According to the FDA, FOP nutrition labeling would complement the traditional Nutrition Facts label rather than replace it, with FOP labeling helping consumers with lower nutrition knowledge to quickly and easily identify foods that can help them build a healthy eating pattern.
Hahn noted that it takes little effort to simply turn a box on its side to read the standard Nutrition Label, and joked that he wanted to start a campaign called “Do the Flip” to encourage shoppers to flip food and beverage packages and read the ingredients. On a more serious note, he mentioned that any eventual FOP addition to food and beverage packaging will likely create an enormous expense for the industry to execute.
“The most troubling aspect about [FOP] labeling is the cost it will impose on the industry, and that is what’s really important to mention when you go to Washington to meet with your representatives. If you’re talking about a mandatory labeling scheme, every label is going to have to be touched. We’re talking about hundreds of millions of dollars, and that’s an expense that is frequently overlooked. If I’m going to be part of a multi-million-dollar cost on the industry, then I would like to see a cost benefit analysis,” says Hahn.
Sodium and sugar reduction
Another aspect of this government strategy is an initiative to reduce sodium and sugar in packaged food and beverage. The plan currently remains voluntary for manufacturers to comply, with the sodium levels across 163 categories of foods having been assessed for the mean levels of sodium across each category, along with a maximum limit where no single food in any category can exceed a specific level of sodium.
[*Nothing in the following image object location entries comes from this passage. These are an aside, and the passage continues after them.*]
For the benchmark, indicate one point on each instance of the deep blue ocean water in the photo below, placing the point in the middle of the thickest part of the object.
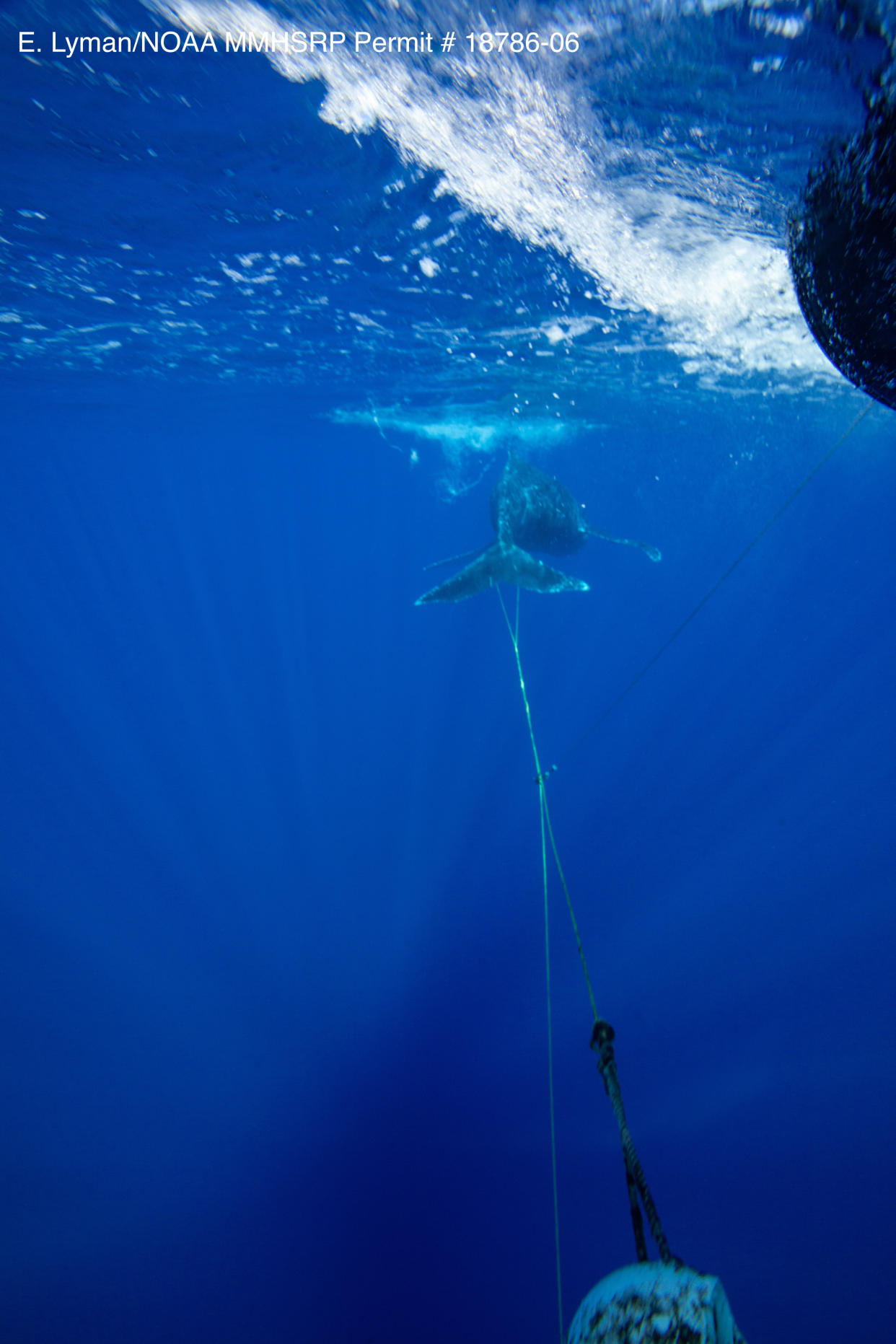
(272, 964)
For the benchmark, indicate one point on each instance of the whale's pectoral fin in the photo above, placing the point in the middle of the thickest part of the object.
(626, 540)
(501, 563)
(454, 559)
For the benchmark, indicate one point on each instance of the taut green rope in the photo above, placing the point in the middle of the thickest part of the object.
(543, 808)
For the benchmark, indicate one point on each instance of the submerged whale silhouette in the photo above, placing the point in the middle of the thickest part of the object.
(530, 511)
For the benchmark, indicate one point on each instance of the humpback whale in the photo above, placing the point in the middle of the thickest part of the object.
(531, 511)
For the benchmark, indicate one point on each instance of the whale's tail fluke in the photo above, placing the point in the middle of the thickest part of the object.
(503, 563)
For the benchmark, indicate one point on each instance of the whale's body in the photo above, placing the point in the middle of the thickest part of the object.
(531, 511)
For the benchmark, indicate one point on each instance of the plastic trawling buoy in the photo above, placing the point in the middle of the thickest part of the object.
(654, 1304)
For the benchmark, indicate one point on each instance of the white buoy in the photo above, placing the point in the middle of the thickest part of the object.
(653, 1304)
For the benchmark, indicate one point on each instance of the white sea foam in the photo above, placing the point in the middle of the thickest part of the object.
(527, 157)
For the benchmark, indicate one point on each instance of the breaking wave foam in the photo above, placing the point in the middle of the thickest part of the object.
(530, 157)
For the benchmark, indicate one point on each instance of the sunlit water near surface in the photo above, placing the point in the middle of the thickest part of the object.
(272, 967)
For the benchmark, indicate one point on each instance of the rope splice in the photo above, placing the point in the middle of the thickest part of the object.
(602, 1040)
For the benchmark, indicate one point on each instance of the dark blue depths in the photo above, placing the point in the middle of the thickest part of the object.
(272, 971)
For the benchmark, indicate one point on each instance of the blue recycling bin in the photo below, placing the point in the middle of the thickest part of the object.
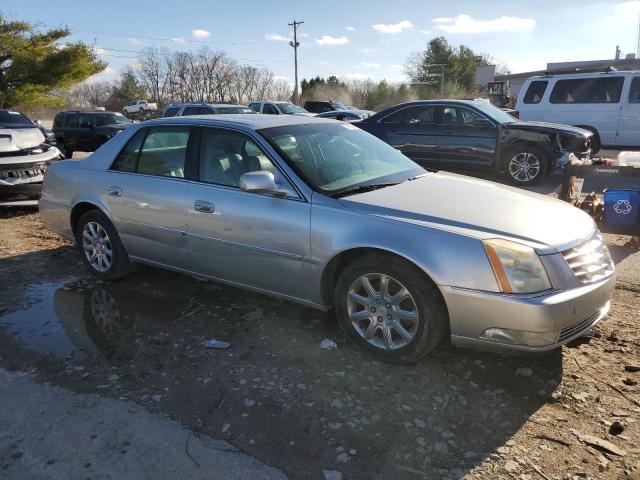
(621, 207)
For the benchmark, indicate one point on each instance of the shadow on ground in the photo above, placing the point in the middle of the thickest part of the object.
(274, 392)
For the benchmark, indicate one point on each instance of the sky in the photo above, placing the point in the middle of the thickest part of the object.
(348, 38)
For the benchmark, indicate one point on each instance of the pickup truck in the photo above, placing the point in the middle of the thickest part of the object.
(138, 106)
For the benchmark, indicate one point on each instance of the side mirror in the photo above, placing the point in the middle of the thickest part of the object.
(260, 182)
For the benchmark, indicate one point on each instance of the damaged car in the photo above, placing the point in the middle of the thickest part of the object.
(473, 134)
(24, 156)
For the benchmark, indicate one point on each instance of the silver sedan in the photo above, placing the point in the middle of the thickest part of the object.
(322, 213)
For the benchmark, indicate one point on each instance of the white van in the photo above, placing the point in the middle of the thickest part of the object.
(606, 103)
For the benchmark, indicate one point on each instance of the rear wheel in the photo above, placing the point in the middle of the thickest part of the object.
(388, 307)
(100, 246)
(525, 165)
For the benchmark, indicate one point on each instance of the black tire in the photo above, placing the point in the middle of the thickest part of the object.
(119, 265)
(64, 149)
(530, 154)
(432, 317)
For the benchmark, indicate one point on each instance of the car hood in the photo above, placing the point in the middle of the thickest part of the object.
(478, 208)
(15, 139)
(550, 128)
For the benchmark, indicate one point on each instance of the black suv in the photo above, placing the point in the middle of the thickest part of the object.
(86, 131)
(315, 106)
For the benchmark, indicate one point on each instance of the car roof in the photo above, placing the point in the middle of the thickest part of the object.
(252, 122)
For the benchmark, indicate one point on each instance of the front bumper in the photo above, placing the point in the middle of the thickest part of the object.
(569, 314)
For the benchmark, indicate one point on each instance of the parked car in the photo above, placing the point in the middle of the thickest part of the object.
(277, 108)
(139, 106)
(347, 115)
(320, 212)
(24, 156)
(606, 103)
(473, 134)
(185, 109)
(315, 106)
(86, 131)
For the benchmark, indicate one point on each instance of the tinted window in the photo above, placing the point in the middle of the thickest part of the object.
(587, 90)
(535, 91)
(225, 156)
(634, 91)
(84, 121)
(126, 161)
(191, 111)
(164, 152)
(269, 109)
(11, 118)
(59, 120)
(71, 120)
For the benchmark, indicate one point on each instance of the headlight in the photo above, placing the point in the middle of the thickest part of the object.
(517, 267)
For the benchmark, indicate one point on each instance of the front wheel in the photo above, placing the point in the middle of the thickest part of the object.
(100, 246)
(388, 308)
(525, 165)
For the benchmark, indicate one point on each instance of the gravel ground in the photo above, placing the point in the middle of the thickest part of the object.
(275, 395)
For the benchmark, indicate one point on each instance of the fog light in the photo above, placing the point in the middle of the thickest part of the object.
(519, 337)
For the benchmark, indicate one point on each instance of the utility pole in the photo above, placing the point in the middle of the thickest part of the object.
(295, 44)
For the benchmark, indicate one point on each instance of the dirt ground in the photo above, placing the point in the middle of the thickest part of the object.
(274, 394)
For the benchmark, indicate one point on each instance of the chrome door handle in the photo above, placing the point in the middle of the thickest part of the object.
(115, 191)
(204, 207)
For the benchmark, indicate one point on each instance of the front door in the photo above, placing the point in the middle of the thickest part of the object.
(145, 193)
(466, 138)
(629, 120)
(251, 239)
(413, 131)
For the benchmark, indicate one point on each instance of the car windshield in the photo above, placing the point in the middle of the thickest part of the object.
(498, 115)
(111, 119)
(234, 110)
(10, 118)
(290, 108)
(337, 158)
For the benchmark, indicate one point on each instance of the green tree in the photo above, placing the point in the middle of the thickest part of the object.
(460, 65)
(33, 64)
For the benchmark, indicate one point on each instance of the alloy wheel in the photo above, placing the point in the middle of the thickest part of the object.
(524, 167)
(382, 311)
(97, 246)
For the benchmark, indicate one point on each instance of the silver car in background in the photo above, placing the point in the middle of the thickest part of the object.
(322, 213)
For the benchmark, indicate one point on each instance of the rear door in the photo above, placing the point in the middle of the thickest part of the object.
(629, 122)
(145, 193)
(413, 131)
(465, 137)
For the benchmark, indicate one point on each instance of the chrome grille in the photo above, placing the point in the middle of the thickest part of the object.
(590, 261)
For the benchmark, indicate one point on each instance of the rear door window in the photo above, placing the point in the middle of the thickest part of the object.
(164, 152)
(587, 90)
(634, 90)
(535, 92)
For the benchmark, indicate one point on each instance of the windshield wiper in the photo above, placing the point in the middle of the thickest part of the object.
(364, 188)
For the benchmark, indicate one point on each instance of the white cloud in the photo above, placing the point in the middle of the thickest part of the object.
(200, 33)
(467, 24)
(276, 37)
(393, 27)
(329, 40)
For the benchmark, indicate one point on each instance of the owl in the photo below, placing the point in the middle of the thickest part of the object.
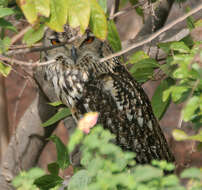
(85, 84)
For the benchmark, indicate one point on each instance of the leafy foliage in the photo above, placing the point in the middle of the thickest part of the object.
(105, 166)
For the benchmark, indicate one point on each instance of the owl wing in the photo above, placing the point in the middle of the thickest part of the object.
(125, 110)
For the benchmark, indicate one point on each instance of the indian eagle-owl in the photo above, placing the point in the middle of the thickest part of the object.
(85, 84)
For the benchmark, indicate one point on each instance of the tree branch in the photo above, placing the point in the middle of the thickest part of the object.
(154, 35)
(24, 63)
(20, 34)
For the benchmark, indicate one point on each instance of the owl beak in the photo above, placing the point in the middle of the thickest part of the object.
(74, 54)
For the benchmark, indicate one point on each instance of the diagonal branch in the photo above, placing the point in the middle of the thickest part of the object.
(154, 35)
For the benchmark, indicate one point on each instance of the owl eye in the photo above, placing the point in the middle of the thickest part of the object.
(89, 39)
(55, 41)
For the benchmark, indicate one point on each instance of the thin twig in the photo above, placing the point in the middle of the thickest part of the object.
(18, 100)
(185, 103)
(20, 34)
(40, 48)
(24, 46)
(125, 10)
(24, 63)
(154, 35)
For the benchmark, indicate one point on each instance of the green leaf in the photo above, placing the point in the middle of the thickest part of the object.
(167, 93)
(103, 4)
(28, 177)
(113, 36)
(144, 69)
(75, 139)
(198, 23)
(191, 173)
(58, 15)
(4, 69)
(34, 35)
(144, 63)
(79, 181)
(98, 22)
(48, 181)
(4, 3)
(6, 12)
(78, 14)
(159, 106)
(180, 46)
(57, 117)
(57, 103)
(142, 75)
(197, 137)
(180, 135)
(190, 20)
(62, 153)
(182, 59)
(53, 168)
(138, 56)
(170, 180)
(190, 108)
(43, 7)
(7, 25)
(146, 173)
(165, 46)
(177, 92)
(29, 10)
(4, 44)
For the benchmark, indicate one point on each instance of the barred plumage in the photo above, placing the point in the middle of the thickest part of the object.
(84, 84)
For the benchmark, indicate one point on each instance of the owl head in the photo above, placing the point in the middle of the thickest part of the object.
(87, 44)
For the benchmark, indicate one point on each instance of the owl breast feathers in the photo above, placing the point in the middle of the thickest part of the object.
(85, 84)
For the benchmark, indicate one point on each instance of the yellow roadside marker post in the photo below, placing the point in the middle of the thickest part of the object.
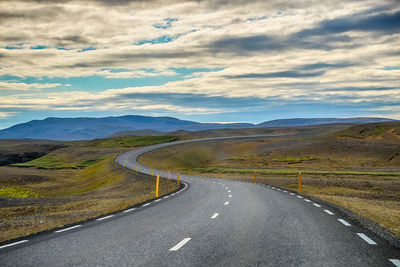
(299, 182)
(157, 184)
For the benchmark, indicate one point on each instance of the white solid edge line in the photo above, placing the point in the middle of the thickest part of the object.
(180, 244)
(69, 228)
(329, 212)
(396, 262)
(107, 217)
(366, 239)
(344, 222)
(214, 215)
(129, 210)
(13, 244)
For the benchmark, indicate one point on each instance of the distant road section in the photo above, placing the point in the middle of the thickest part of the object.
(209, 222)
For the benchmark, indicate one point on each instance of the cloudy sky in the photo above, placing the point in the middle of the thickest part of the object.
(210, 61)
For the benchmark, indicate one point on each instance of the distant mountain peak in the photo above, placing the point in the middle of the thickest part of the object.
(84, 128)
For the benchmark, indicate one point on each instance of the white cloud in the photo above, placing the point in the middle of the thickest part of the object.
(7, 114)
(202, 27)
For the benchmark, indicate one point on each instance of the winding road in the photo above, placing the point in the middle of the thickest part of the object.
(209, 222)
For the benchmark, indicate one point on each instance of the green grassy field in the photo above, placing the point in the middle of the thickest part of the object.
(72, 182)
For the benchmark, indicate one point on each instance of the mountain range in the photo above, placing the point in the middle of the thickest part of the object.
(90, 128)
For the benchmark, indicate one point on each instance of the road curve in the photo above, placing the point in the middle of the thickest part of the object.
(209, 222)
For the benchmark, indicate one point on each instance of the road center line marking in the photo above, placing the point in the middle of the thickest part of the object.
(13, 244)
(180, 244)
(366, 239)
(214, 216)
(69, 228)
(129, 210)
(396, 262)
(344, 222)
(329, 212)
(104, 218)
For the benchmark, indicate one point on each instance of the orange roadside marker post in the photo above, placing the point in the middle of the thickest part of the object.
(299, 182)
(157, 184)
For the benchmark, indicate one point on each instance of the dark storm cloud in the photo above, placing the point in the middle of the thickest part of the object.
(327, 35)
(384, 23)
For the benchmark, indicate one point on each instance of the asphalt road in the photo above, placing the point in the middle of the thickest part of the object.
(209, 222)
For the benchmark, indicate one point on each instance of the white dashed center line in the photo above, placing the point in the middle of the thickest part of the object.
(329, 212)
(366, 239)
(396, 262)
(69, 228)
(13, 244)
(180, 244)
(344, 222)
(129, 210)
(215, 215)
(104, 218)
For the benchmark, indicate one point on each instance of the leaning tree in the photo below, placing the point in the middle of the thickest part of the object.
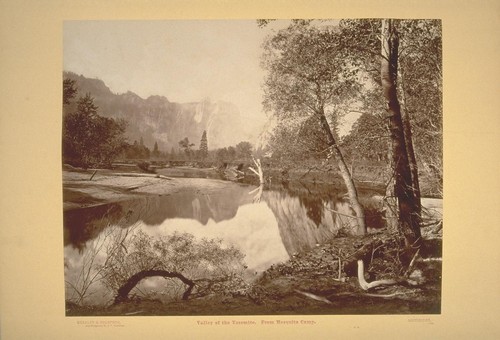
(309, 76)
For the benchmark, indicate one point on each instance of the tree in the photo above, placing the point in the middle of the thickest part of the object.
(242, 151)
(187, 146)
(90, 139)
(69, 90)
(204, 146)
(307, 77)
(207, 265)
(156, 152)
(408, 199)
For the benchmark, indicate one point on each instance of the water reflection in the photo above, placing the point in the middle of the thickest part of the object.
(267, 226)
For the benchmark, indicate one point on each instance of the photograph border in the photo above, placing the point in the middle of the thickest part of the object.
(32, 278)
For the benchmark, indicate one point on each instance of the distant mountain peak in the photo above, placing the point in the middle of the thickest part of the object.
(156, 119)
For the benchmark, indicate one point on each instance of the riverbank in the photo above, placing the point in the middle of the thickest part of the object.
(84, 188)
(309, 283)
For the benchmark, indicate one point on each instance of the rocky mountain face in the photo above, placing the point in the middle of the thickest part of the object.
(156, 119)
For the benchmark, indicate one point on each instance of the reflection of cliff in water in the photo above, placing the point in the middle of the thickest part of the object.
(81, 225)
(304, 216)
(304, 222)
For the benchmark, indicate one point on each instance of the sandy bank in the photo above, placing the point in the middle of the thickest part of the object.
(106, 187)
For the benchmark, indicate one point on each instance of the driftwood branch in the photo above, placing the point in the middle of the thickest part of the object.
(125, 289)
(140, 175)
(257, 170)
(365, 285)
“We’ve been talking sodium reduction for years,” Hahn says. “I would encourage everyone in the industry to continue down this path. Lowering sodium levels should be something that is front of mind when you’re looking at new product formulations. It’s very easy for me to say just make modest reductions, but I understand that the process is time consuming and expensive. The reality is if you reformulate your products and consumers don’t like it, they don’t buy it. So, be mindful that you have a product that hits that sweet spot of taste, but I encourage you to continue to work on this journey, because [the call to reduce sodium levels] is something that’s not going away.”
Speaking of a sweet spot, Hahn urged a cautious approach for manufacturers opting to reduce sugar content in their products. “Added sugars are next in line [for reduction], but it will be a little more complicated because unlike salt, which is commonly not the sole ingredient that’s found in a product, there are certain products that are basically sugar, like full-calorie carbonated soft drinks, which is water and sugar. Many of the candies that are out there too, you can’t say, ‘Oh, reduce your sugar content by 60%.'”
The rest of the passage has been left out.